The Problem with Unicode” is an article by Holmes Neville from 2003. I read his articles. I strongly disagree and thus have to write a blog entry.

Context

  • Toward Decent Text Encoding” (1998) [dblp]: Holmes describes Unicode as obese character set with 16bits for every character and offers Mudawwar’s Multicode as alternative

  • Crouching Error, Hidden Markup” (2001) [dblp]: Holmes describes his first experience with Microsoft Word and is unhappy about the WYSIWYG nature of this software frontend. He refers to Lilac as two-view document editor and Teχ as versatile, extensible tool. He forgets that Teχ’s core has proved to be the opposite of extensibile as time progressed.

  • Seven great blunders of the computing world” (2002) [dblp]: Holmes explains seven blunders where blunder supposedly “arise from a failure of imagination, from an inability to see beyond the immediate problem to its full social or professional context”. Besides blunder 1 (“terminology”) and blunder 4 (“commercial programming”), in blunder 6 (“Text encoding”) Holmes says “Unicode itself proved a bigger blunder by far” and “Unicode’s blunder was in aiming to encode every language rather than every writing system”.

  • The Profession as a Culture Killer” (2007): Holmes complains about DNS domains supporting Unicode. Furthermore he suggests a World Wide Web per writing system. He points out that writing systems other than the Latin script have been culturally impoverished.

The article

The point of this article is to justify Holmes' claim that Unicode is blunder. Probably the stretched quote on the first page highlights the underlying question best: “Unicode is a success, but would another approach have fared even better?”
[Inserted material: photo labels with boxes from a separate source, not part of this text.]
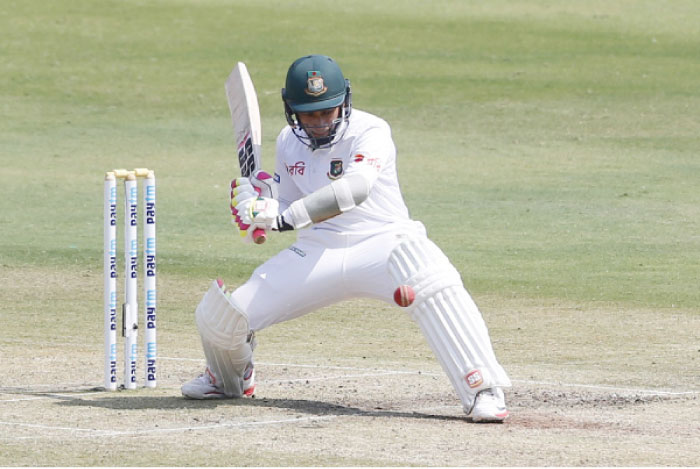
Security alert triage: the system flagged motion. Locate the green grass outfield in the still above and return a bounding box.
[0,0,700,465]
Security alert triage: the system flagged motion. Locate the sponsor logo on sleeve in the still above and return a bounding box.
[284,161,306,176]
[326,160,344,179]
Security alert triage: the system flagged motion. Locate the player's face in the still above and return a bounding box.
[297,107,340,138]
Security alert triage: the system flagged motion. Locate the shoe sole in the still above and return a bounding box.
[467,410,510,423]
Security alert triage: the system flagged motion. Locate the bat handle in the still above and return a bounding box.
[253,228,267,244]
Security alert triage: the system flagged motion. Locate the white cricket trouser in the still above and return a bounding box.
[232,221,425,331]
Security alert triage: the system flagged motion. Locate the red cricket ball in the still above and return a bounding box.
[394,285,416,308]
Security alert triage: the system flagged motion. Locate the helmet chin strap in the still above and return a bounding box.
[292,107,348,151]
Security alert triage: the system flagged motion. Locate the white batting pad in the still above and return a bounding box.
[195,281,255,397]
[389,237,511,411]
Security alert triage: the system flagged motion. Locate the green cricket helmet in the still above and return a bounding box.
[282,55,352,150]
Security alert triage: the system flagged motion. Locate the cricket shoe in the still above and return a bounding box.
[180,363,255,399]
[467,388,509,423]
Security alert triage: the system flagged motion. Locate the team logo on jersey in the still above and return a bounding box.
[326,160,343,179]
[284,161,306,176]
[304,70,328,96]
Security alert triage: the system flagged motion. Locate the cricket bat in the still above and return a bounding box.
[225,62,267,244]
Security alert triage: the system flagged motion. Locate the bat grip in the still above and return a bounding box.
[253,228,267,244]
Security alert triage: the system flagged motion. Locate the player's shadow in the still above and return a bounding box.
[57,395,466,421]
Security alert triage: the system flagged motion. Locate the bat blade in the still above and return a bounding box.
[225,62,267,244]
[225,62,262,177]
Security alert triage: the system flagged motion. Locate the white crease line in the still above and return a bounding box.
[0,415,340,440]
[0,391,100,404]
[161,357,700,396]
[513,379,700,396]
[257,371,415,384]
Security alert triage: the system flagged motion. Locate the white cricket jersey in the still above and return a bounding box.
[275,109,409,233]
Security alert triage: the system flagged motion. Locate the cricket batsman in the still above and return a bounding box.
[182,55,511,422]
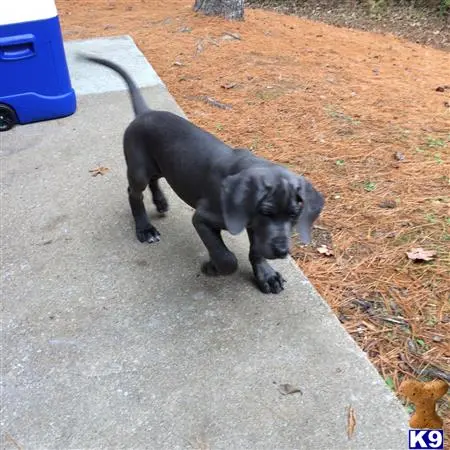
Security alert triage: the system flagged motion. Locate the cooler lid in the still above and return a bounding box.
[0,0,58,26]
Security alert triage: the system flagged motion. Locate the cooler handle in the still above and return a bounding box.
[0,34,36,61]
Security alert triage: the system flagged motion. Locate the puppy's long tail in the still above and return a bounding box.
[78,54,150,116]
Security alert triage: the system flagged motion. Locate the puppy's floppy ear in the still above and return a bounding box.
[297,177,325,244]
[220,169,270,234]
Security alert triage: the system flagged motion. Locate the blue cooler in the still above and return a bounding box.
[0,0,76,131]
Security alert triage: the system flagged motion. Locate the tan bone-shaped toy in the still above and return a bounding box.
[398,380,448,429]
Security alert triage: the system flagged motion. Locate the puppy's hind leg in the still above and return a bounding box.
[128,170,160,244]
[149,178,169,214]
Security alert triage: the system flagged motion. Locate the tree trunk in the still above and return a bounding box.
[194,0,244,20]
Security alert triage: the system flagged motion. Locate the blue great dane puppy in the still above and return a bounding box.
[80,55,324,294]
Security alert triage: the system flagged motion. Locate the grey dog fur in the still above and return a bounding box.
[79,55,324,293]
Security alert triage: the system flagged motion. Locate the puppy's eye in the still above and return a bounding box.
[260,208,274,217]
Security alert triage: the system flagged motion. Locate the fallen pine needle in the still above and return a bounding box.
[89,166,109,177]
[347,406,356,439]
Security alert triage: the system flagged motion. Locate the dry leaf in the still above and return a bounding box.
[317,245,333,256]
[347,406,356,439]
[196,39,204,54]
[278,384,303,395]
[378,200,397,209]
[89,166,109,177]
[222,31,242,41]
[394,152,405,161]
[220,83,237,89]
[406,247,436,261]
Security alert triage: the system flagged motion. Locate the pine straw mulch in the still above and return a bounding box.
[57,0,450,431]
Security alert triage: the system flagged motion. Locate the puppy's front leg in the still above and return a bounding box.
[192,211,238,275]
[247,228,286,294]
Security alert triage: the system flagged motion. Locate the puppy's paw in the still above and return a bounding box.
[154,193,169,214]
[256,269,286,294]
[202,261,219,277]
[136,225,161,244]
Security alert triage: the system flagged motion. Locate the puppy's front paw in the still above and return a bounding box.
[153,193,169,214]
[256,269,286,294]
[136,225,161,244]
[202,261,219,277]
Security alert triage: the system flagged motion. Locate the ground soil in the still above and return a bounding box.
[247,0,450,51]
[57,0,450,442]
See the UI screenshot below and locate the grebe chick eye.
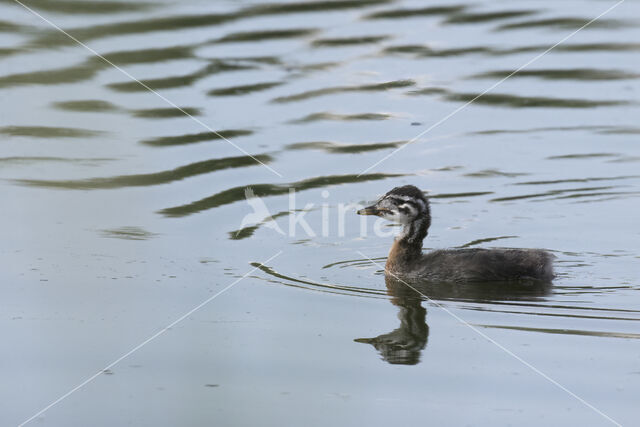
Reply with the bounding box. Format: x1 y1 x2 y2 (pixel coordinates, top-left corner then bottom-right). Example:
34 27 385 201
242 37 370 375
357 185 554 282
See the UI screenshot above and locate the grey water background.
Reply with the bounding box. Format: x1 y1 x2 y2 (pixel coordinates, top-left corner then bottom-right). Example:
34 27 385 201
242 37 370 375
0 0 640 426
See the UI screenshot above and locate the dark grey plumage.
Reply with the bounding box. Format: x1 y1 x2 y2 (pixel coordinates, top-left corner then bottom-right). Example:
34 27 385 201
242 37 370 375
358 185 554 282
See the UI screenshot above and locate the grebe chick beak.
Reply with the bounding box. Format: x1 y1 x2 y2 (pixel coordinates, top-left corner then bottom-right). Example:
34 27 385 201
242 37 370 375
356 205 384 216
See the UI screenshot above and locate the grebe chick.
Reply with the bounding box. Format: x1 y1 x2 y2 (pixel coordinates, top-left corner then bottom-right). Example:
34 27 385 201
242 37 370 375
357 185 554 282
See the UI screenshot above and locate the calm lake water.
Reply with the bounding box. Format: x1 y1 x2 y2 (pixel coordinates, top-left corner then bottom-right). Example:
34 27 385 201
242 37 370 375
0 0 640 426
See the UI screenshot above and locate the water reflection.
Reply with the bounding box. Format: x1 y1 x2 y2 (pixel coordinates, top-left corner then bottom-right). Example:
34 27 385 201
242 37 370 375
355 275 551 365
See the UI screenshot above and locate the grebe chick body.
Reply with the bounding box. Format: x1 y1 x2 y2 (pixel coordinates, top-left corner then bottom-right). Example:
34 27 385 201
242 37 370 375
357 185 554 282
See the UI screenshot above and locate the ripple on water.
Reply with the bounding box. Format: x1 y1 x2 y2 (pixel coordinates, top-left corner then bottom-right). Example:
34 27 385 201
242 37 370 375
285 141 407 154
289 111 393 124
140 129 253 147
469 68 640 80
15 154 273 190
0 126 105 138
272 80 415 104
100 227 157 240
408 88 632 108
160 173 403 217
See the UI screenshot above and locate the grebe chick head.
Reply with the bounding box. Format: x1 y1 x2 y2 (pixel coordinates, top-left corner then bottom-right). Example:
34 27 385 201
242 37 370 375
357 185 431 241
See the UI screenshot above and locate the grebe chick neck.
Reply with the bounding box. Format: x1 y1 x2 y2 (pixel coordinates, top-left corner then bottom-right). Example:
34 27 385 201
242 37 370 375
358 185 431 271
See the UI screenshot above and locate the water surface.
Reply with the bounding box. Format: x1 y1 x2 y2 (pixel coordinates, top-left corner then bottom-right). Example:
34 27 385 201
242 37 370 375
0 0 640 426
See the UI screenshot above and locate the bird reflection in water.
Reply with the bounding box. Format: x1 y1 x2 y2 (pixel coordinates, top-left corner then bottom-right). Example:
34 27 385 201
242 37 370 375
355 274 551 365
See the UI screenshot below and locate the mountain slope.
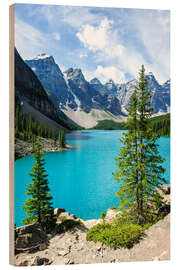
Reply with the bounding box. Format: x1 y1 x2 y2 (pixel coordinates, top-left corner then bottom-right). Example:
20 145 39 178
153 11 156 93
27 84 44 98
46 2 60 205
25 54 170 128
15 49 78 131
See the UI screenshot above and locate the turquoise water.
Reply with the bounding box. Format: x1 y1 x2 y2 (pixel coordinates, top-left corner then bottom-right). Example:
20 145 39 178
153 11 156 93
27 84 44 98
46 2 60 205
15 130 170 226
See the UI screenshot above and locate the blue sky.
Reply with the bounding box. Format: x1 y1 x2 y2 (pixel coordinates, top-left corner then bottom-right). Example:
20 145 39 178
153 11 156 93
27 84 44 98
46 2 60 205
15 4 170 83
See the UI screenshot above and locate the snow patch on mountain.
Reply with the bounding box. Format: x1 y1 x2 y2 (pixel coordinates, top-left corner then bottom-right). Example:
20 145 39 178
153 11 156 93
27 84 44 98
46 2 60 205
64 74 81 109
33 53 50 60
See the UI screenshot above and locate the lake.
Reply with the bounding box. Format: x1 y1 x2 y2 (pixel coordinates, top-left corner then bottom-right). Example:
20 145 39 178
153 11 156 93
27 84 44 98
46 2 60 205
15 130 170 226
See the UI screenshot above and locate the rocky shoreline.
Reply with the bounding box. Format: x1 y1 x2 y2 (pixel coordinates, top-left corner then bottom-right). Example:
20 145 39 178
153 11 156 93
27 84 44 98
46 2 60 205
15 137 74 159
15 209 170 266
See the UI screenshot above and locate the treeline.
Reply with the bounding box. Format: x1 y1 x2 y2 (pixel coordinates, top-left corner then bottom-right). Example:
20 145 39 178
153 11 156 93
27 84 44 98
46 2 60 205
149 113 170 136
92 113 170 136
92 120 126 130
15 106 56 142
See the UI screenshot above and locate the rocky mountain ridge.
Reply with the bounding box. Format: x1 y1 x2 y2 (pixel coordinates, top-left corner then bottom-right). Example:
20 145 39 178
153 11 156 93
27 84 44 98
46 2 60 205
25 54 170 127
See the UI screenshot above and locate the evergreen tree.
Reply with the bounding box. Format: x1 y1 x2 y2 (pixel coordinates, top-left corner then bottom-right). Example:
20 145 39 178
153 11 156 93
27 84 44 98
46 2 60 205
23 142 56 232
114 66 166 223
58 130 65 148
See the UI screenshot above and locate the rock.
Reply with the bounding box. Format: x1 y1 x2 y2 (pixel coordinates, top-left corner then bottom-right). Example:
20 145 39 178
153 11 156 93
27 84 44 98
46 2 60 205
158 204 171 215
39 243 47 251
32 256 49 265
17 260 29 266
58 250 69 257
70 214 77 219
54 208 66 217
15 223 47 251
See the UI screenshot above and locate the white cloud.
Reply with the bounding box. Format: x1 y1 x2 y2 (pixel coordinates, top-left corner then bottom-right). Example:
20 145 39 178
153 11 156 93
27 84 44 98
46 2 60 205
76 11 169 83
80 53 88 58
94 65 125 83
53 33 61 41
15 19 47 58
134 10 170 82
76 18 113 52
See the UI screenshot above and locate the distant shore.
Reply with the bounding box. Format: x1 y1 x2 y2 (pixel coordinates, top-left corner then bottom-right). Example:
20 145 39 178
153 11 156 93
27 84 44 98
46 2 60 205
15 137 74 160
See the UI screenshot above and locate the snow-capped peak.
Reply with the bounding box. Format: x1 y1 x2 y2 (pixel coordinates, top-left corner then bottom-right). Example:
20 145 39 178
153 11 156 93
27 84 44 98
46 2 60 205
33 53 50 60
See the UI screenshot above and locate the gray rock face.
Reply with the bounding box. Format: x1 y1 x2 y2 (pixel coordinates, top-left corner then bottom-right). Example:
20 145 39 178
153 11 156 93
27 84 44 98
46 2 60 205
117 73 170 114
15 223 48 251
25 55 121 114
15 49 65 125
26 54 170 115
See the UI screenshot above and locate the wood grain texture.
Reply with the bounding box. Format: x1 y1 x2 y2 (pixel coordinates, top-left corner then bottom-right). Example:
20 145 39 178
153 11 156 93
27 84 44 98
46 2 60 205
9 5 15 265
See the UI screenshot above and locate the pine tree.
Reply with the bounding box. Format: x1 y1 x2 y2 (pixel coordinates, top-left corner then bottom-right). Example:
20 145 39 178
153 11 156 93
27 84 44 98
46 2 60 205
58 130 65 148
114 66 166 223
23 141 56 232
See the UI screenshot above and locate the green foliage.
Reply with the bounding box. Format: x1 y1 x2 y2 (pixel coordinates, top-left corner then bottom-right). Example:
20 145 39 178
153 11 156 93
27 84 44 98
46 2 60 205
92 120 126 130
56 219 81 234
23 142 56 232
114 66 166 224
58 130 66 148
149 113 170 136
15 106 56 143
86 223 143 248
100 210 106 220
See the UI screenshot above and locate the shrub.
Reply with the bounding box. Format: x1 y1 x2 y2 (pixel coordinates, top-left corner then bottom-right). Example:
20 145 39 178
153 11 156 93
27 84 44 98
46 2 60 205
100 210 106 220
57 216 67 221
56 219 81 233
86 223 143 248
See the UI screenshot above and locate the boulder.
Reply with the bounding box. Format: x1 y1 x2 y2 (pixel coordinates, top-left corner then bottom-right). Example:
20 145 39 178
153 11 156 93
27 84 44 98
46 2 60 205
32 256 49 266
54 208 66 217
15 223 48 251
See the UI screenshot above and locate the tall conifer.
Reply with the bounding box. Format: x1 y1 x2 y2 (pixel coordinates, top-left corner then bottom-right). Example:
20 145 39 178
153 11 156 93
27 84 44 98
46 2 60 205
114 66 166 223
23 142 56 232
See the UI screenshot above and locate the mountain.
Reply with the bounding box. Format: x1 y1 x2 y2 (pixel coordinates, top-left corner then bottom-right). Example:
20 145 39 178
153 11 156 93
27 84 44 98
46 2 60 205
117 72 170 114
15 49 77 131
25 57 121 119
25 54 170 127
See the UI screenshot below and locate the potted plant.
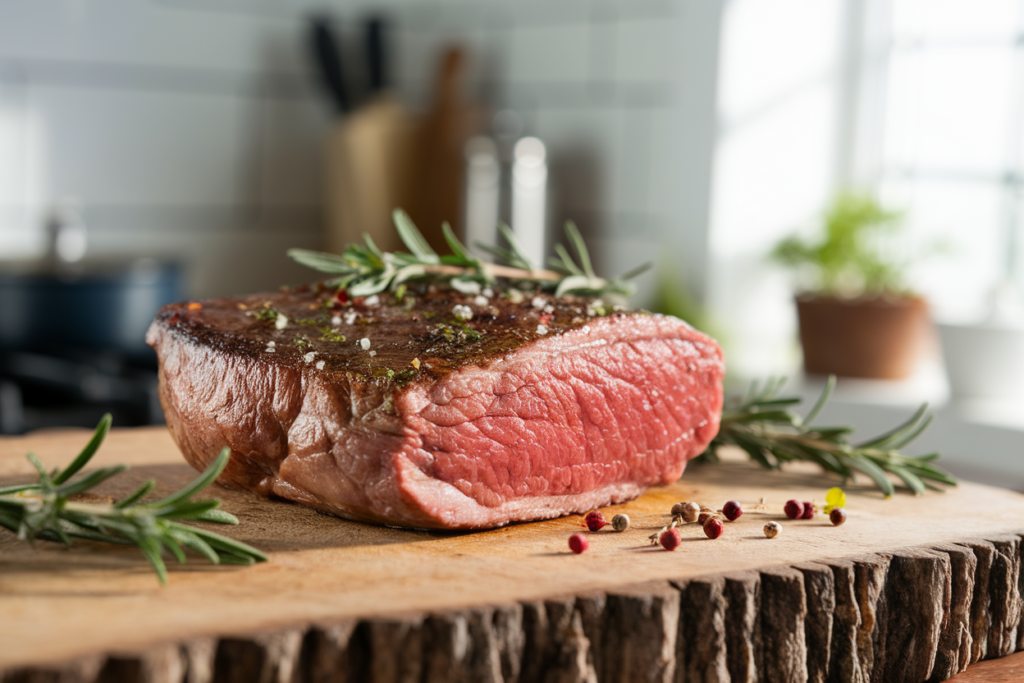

A contextualized summary is also given in the abstract at IEEE:

The author, in his 'Seven Great Blunders of the Computing World' column (Computer, July 2002, p.112, 110-111) claimed that Unicode was a blunder. The author reconsiders this and states that he stands by his claim, but states that this does not mean that he considers it to be a failure. He does however claim that a different approach would have worked much better for encoding text, documents, and writing systems.

Criticsm

  • “Plain text of this kind, being mostly brief and personal, never mixes writing systems”. Besides the obvious missing definition of “plain text”, the statement contradicts with his previous article “Toward decent text encoding”: “I should be able to read all Swedish names in plaintext e-mail messages, but at present many are garbled”. Plaintext is just a contrast word to the addition of semantics by using formally defined syntax elements; aka. markup. The fact that plaintext is often monolingual stems merely from technical present difficulties and less from the fact that mathematical notes and names are not written in so-called plaintext.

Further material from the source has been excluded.